Gestalt – The obvious and, of course, most pedestrian assumption would be that it is based purely and simply on the fact that I am Bipolar. While, admittedly, that gave some impetous to choosing the moniker “Ministry From Two Poles”, it does not explain the rest of the name, “… or Preaching From Both Ends”, or the choice of header art. Being Bipolar makes it inescapable that I will see things from at least two perspectives – low and looking up, or high and looking down. I reside for only very brief moments in the mundane, plebian plane we call “normal” mood. That said, I am far more than a play on words based on my mental state. The choice of title and subtitle has more to do with being irascible, malcontent and a sucker for quality dialogue. I may indeed be a nutjob, but that is at the same time irrelevant and advantageous when pursuing intelligent discourse.
Geography – One reason for the name is that I have lived, if not at both poles of the earth, at least in polar opposite places. My northern hemisphere homes have been various places in the U.S. and, of course, my birthplace in England. My southern abodes have included various places in Australia. I have indeed travelled 13,000 miles from one home to the other – a distant that just about corresponds to half the circumference of the earth. I have lived “above” and “below”, or close to both ends of the earth. My worldview and subject matter for preaching and ministry, then, prevent me from concentrating on a purely “American” perspective – and nudge me more in the direction of global concerns.
Gender identity – While I am decidedly male, I have spent much of my lifetime coming to terms with my feminine side – and I don’t mean that in any glib sense. Having always been slightly effeminate in some regards, I grew up being ashamed of who I am – helped along by my father’s frequent attempts to beat the manhood into me – to harden me for the real world. That is, of course, a normal response of a father who was raised to be ashamed of his less than “man’s man” personna. I have embraced, finally, the fact that I am analytical and intuitive, methodical and creative, logical and emotional, aggressive and cooperative, fixed and free-flowing – in short, masculine and feminine in ways that make me uniquely me.
Geneology – How many British Shawnee indians do you know? I am not full-blood, but qualify as native American since my maternal great-grandmother was. I am, however, British by virtue of birth, citizenship and basic affinity. I have had to learn about my ancestral ties and, in the process, gain a great appreciation for the way in which indigenous and colonial worldviews diverge. Rather than not feeling at home anywhere, which is the most common thing I hear from mixed-race folks, I am comfortable anywhere. I am not a chameleon, but I have a deep and abiding appreciation for different cultures. I have found that this attitude makes it even possible to a white American to have a meaningful conversation with a Guatamalan Mayan Indian when neither knows anything of the other’s language. If you care to know, language is incidental.
Gastrointestinal – oh, shoot! My apologies. I have no idea how that got there. Carry on!

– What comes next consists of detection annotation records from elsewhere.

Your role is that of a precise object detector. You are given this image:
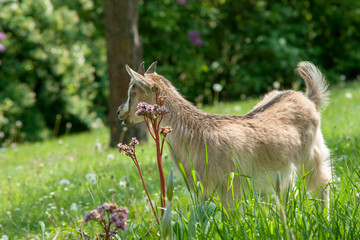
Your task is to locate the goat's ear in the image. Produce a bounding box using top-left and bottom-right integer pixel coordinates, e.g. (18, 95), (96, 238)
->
(145, 61), (157, 73)
(125, 64), (153, 93)
(138, 61), (145, 76)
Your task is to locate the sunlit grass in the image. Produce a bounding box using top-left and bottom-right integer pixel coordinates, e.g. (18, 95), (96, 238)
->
(0, 80), (360, 239)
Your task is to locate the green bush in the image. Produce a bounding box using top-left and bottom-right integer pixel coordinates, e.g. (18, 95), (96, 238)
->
(140, 0), (360, 102)
(0, 0), (360, 144)
(0, 0), (107, 140)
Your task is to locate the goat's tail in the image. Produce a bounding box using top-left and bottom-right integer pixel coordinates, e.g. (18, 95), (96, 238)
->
(297, 62), (328, 111)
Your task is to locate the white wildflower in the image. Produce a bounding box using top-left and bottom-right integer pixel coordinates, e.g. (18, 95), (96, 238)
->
(345, 92), (352, 99)
(85, 173), (97, 185)
(59, 178), (70, 186)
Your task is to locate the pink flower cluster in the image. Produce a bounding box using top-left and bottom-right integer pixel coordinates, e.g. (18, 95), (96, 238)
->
(136, 102), (169, 119)
(84, 203), (129, 234)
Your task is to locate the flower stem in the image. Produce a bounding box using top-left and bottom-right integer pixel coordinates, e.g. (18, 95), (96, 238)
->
(155, 127), (166, 217)
(133, 159), (160, 225)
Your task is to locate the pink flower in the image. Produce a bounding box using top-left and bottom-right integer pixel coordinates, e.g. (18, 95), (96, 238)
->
(0, 43), (6, 52)
(177, 0), (186, 5)
(188, 30), (204, 46)
(0, 32), (6, 40)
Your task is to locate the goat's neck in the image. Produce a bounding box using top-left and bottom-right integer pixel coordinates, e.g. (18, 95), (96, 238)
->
(163, 92), (206, 143)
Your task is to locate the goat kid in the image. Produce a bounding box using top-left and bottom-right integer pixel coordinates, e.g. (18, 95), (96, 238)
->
(118, 62), (331, 206)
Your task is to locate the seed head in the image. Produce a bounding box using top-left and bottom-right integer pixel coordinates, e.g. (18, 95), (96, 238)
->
(160, 126), (172, 138)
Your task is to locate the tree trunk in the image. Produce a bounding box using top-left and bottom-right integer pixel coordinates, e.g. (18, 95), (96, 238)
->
(104, 0), (147, 147)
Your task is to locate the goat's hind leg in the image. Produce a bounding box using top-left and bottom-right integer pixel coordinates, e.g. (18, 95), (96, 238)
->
(304, 141), (331, 209)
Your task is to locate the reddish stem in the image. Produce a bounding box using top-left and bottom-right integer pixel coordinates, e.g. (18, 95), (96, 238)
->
(144, 117), (156, 140)
(133, 157), (160, 225)
(153, 122), (166, 217)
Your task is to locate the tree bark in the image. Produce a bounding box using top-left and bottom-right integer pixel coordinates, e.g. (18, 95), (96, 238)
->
(104, 0), (147, 147)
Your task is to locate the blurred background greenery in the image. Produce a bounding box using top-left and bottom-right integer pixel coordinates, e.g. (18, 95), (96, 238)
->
(0, 0), (360, 146)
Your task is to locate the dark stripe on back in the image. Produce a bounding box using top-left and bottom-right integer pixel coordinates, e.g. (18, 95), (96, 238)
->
(244, 90), (293, 118)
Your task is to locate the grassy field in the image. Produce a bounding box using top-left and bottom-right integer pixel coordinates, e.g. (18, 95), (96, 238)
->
(0, 83), (360, 239)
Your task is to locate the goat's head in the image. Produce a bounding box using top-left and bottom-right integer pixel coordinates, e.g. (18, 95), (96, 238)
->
(118, 62), (158, 125)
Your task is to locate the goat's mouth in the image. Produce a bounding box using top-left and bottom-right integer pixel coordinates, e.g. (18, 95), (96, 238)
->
(118, 115), (129, 123)
(119, 116), (133, 126)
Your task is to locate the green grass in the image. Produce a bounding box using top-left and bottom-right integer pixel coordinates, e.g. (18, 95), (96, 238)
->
(0, 83), (360, 239)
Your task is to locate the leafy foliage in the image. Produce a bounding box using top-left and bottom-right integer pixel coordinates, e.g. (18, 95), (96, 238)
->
(0, 0), (360, 142)
(140, 0), (360, 102)
(0, 0), (107, 140)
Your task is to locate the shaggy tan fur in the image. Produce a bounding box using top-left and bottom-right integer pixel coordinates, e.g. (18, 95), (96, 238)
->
(119, 62), (331, 205)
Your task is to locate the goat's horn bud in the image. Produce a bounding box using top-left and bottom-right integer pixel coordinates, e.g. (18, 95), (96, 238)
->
(138, 61), (145, 76)
(145, 61), (157, 73)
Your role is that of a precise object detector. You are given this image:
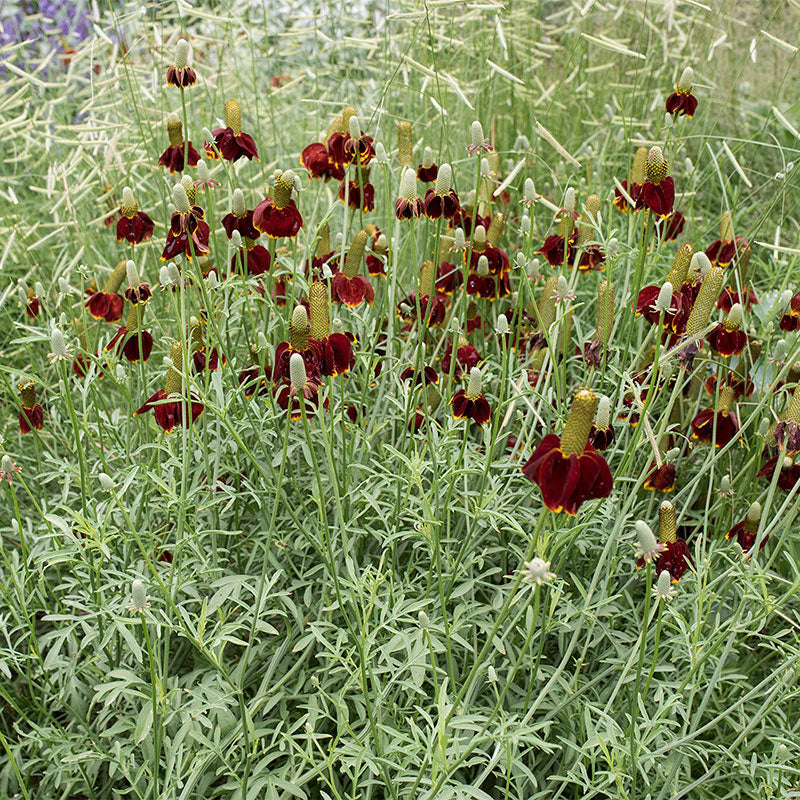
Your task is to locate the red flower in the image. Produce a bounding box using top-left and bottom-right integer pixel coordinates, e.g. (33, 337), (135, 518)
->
(778, 292), (800, 331)
(450, 367), (492, 425)
(717, 286), (758, 314)
(706, 321), (747, 358)
(253, 170), (303, 239)
(222, 209), (261, 239)
(642, 177), (675, 217)
(589, 422), (616, 452)
(417, 164), (439, 183)
(275, 375), (329, 420)
(158, 142), (200, 175)
(339, 181), (375, 214)
(133, 389), (204, 433)
(231, 239), (270, 275)
(614, 181), (644, 212)
(311, 333), (356, 378)
(642, 146), (675, 217)
(133, 342), (203, 433)
(167, 39), (197, 89)
(300, 142), (344, 182)
(161, 206), (210, 261)
(19, 381), (44, 433)
(756, 450), (800, 492)
(25, 289), (40, 319)
(666, 86), (697, 119)
(442, 336), (483, 378)
(85, 290), (125, 322)
(643, 461), (675, 492)
(436, 261), (464, 295)
(656, 539), (692, 583)
(117, 205), (155, 244)
(422, 189), (460, 219)
(655, 211), (686, 242)
(331, 272), (375, 308)
(342, 131), (375, 167)
(203, 100), (258, 161)
(522, 389), (614, 514)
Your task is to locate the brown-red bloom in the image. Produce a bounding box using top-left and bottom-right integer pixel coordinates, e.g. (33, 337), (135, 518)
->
(522, 389), (614, 514)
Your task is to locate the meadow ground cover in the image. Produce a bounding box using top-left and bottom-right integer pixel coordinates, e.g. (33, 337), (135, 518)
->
(0, 0), (800, 800)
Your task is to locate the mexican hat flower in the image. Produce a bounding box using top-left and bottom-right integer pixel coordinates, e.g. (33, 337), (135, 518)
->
(167, 39), (197, 89)
(614, 147), (647, 212)
(725, 503), (769, 556)
(642, 145), (675, 217)
(19, 381), (44, 433)
(666, 67), (697, 119)
(450, 367), (492, 425)
(253, 169), (303, 239)
(203, 100), (258, 161)
(308, 281), (356, 377)
(133, 342), (204, 433)
(692, 386), (739, 447)
(117, 186), (155, 244)
(85, 260), (128, 322)
(331, 230), (375, 308)
(522, 389), (614, 514)
(706, 303), (747, 358)
(158, 114), (200, 175)
(106, 303), (153, 364)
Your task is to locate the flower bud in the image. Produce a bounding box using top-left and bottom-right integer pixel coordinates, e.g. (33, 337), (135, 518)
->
(644, 144), (668, 185)
(175, 39), (189, 69)
(289, 306), (311, 352)
(172, 183), (191, 214)
(667, 242), (694, 291)
(561, 389), (597, 456)
(125, 261), (141, 287)
(233, 188), (247, 217)
(686, 267), (725, 337)
(342, 230), (368, 278)
(689, 250), (711, 278)
(433, 164), (453, 195)
(467, 367), (481, 399)
(631, 147), (647, 185)
(653, 569), (675, 600)
(653, 281), (672, 314)
(400, 167), (417, 200)
(594, 281), (614, 345)
(595, 395), (611, 429)
(289, 353), (306, 392)
(470, 120), (485, 147)
(634, 520), (658, 553)
(522, 178), (536, 203)
(397, 120), (414, 167)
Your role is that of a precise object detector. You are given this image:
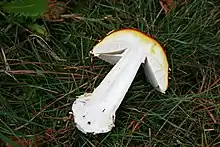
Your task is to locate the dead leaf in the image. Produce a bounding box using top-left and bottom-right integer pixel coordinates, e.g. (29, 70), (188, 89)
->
(5, 136), (43, 147)
(159, 0), (189, 14)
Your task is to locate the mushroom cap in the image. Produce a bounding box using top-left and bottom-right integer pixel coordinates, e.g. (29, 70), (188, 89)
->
(90, 29), (169, 93)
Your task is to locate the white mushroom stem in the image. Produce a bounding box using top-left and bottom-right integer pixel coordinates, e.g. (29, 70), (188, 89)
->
(72, 44), (152, 134)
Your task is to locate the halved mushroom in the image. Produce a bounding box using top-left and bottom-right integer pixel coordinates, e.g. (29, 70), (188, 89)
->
(72, 29), (168, 134)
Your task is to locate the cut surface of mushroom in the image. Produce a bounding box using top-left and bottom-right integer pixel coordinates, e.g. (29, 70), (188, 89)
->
(72, 29), (168, 134)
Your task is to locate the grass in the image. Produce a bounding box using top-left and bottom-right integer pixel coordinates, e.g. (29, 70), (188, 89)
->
(0, 0), (220, 147)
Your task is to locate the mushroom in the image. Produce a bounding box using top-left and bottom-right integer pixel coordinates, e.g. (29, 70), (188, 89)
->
(72, 29), (168, 134)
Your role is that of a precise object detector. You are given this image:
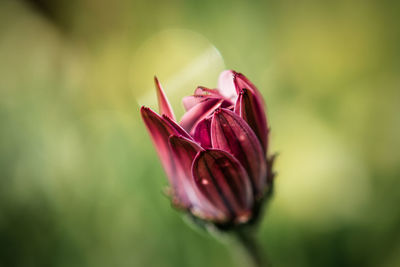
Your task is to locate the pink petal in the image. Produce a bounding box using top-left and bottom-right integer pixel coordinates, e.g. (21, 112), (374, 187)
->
(192, 150), (253, 222)
(233, 71), (264, 106)
(169, 135), (225, 220)
(235, 89), (268, 152)
(154, 76), (175, 120)
(211, 109), (267, 196)
(180, 98), (223, 133)
(162, 115), (193, 140)
(182, 86), (233, 111)
(140, 107), (190, 207)
(193, 118), (211, 148)
(218, 70), (239, 101)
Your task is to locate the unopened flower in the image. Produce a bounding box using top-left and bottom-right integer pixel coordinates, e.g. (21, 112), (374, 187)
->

God and that image thing – The picture above explains my understanding of God. For creation to be birthed from “the womb of God”, as is attested in various Hebrew Scripture passages, nourished and comforted at the breasts of God (ditto), sustained and protected by the hands of God, and judged by the righteousness and power of God, I have to come to terms, as best I can, with the nature of God. I do not believe God to be genderless, race-less or in any other way lacking in the concepts we humans have of classifying each other, but God is all things. God is male and female, all races, all levels of wisdom and age – God is all human characteristics and well beyond any facet we may decide is normative or preferable. God is all things – and God deemed all things “good”. God is not the absence of what makes humans human, but the presence of all that and so much more. That each of us can see oursleves in the image of God is good; that we decide God has more affinity with any characteristic is idolatry.
Golgotha – It takes two poles to make a cross! One is set vertically, figuratively pointing to heaven and earth, while the other is horizontally pointing to each other.
More to follow, as I ponder this further.